You can return either a length-n_dims array or a {dim_index: value} dict for partial gradients. Entries that are NaN/±inf (or dims missing from the dict) fall back to finite differences using lbfgsb.gradient_method.
Only the L-BFGS-B paths use the gradient; DE is gradient-free. sampler.target_calls_saved_by_user_gradient and sampler.user_gradient_errors track usage and fallbacks.
Each evaluated point is one row of the sample file: [params…, logL, phase] — the n_dims parameter values, the target value, and an integer phase tag for the algorithm stage that produced the point. The whole run logs to one file; filtering on the phase column recovers any subset (e.g. the volume-sampling points). The format follows the samples_output_file extension:
| Extension | Format | Notes |
|---|---|---|
.csv (default) |
plain text | Headerless, %.10e columns. No extra dependencies. |
.h5 / .hdf5 |
HDF5 binary | ~Half the size and faster I/O. Requires h5py (pip install paraprof[hdf5]). |
Phase values (paraprof.PHASE_*, with descriptions in paraprof.PHASE_LEGEND):
| Phase | Constant | Meaning |
|---|---|---|
0 |
PHASE_INITIAL |
initial optimization (global maxima / basin detection) |
1 |
PHASE_SCAN |
projection-grid scan (activation, DE, grid polish) |
2 |
PHASE_REFINE |
grid refinement and patching |
3 |
PHASE_SUSPECT |
suspect-cell recheck |
4 |
PHASE_VOLUME |
volume sampling (ensemble of MCMC walkers) |
Both formats round-trip through warm_start_file, so a run can append to and re-read its own file (the warm-start reader reads params and logL by position and ignores the phase column).
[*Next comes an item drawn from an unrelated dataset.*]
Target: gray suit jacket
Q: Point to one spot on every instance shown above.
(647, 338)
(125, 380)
They differ in crash safety: CSV re-opens per flush, so a crash loses at most the un-flushed buffer, while HDF5 keeps the file open and can truncate the final chunk on a hard kill — prefer CSV if that matters more than file size.
To pool several independent runs (or convert between formats), use combine_samples. It streams chunk by chunk and may mix formats:
import glob
import numpy as np
from paraprof import combine_samples, read_samples, write_samples, PHASE_VOLUME
combine_samples(glob.glob("run_*/samples.*"), "all_samples.h5")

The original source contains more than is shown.